Solution(?): One solution would have been to re-code my behavior so that when the monkey leaves the center target, it would abort the trial and move on to the next one (which is unfortunately not an option for me). Relatedly, I could reorganize my TrialData structure in MATLAB to add in fake trial aborts and/or only consider the last time (neither is too appealing to me because they wouldn't capture the spirit of what the monkey was doing at the time).

Another solution might be to go trial by trial in clean_integer_fields rather than try to convert the whole column at once, but this strikes me as a pretty clunky solution. Still, maybe it's the simplest to implement and easy enough to do? I think the first if block of the function code actually does exactly this, so perhaps the second block isn't needed?

For the NaN issue, I'm a bit confused. The code seems to treat np.nan as the "right" thing to put in for invalid indices, and yet it's not stored as an integer. Does that mean that idx_... fields aren't meant to be integers? The way it's currently dealt with seems to be that if the integer conversion doesn't result in the same value, it's left alone (sometimes without a warning because an array of NaNs converted to an array of ints actually doesn't throw an error)--so maybe a solution any of this is unnecessary, but it sits weirdly with me that some of my idx... fields might be ints and some might not be.

Thoughts?

bagibence commented 3 years ago

Sorry for the late response. Thanks for raising the issue! We've had some problems related to this in #69

Generally idx_... fields are meant to be integers and missing values nans. (I don't want to use e.g. -1 because of the reverse indexing in Python). The underlying problem is that pandas stores values column-wise and every column has its own dtype which means that the type can't change from trial to trial (except if the column's dtype is object), and once one trial has an np.nan -- which can't be stored as an integer -- the whole column will change to float to accommodate that.

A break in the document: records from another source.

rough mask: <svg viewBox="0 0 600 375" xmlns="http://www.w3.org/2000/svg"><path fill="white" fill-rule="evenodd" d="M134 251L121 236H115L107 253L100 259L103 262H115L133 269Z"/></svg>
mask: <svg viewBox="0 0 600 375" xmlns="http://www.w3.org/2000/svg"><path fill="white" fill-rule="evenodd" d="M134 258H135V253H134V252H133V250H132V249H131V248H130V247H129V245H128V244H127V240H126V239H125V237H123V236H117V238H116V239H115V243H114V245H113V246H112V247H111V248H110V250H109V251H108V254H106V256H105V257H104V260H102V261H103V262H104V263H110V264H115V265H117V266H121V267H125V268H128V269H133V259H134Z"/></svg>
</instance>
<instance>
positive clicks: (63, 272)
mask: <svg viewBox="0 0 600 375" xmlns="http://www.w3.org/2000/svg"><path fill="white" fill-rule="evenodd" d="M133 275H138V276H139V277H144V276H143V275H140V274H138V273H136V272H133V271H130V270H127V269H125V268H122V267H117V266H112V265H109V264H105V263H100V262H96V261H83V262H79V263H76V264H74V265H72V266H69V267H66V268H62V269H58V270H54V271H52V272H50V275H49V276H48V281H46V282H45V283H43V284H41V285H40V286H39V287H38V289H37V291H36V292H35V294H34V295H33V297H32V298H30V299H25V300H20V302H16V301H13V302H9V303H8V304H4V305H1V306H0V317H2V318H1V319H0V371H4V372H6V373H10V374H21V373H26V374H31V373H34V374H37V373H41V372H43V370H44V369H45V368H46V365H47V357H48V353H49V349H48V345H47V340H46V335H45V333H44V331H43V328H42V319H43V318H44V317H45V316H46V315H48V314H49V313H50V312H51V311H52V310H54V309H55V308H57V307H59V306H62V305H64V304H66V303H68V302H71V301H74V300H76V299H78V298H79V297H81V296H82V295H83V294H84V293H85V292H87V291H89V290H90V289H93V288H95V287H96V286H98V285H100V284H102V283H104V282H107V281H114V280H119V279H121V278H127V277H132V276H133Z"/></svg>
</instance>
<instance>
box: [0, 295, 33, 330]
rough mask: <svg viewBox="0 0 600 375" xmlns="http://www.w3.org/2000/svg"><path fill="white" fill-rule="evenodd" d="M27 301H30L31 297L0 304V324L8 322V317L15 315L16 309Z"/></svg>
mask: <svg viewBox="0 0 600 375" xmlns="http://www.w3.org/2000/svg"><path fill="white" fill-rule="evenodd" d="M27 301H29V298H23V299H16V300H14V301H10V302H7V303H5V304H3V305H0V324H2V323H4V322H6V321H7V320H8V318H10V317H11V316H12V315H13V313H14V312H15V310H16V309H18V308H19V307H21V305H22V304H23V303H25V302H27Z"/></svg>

It's really good that you're raising this because now I found this and this, which look like what we need to solve the missing value problem. I'll look into this and send a PR if it seems to work.

As for having multiple values for the same index: as long as there is an array in the column, that column will have the object dtype and won't be converted to int. I'm not sure I understand your situation exactly, but I think the general solution in this case is if in some trials the field is an array, then convert it to an array in every trial. This might make using functions like restrict_to_interval a bit trickier (but still usable with the epoch_fun option) but I think it's better to have a consistent type than to have it change randomly from trial to trial.

bagibence commented 3 years ago

Reopening because I reverted merging the PR in #115 because it introduced problems with simple queries like select_trials(df, "block_target_kappa != 20."). We'll have to think about this some more and do more testing.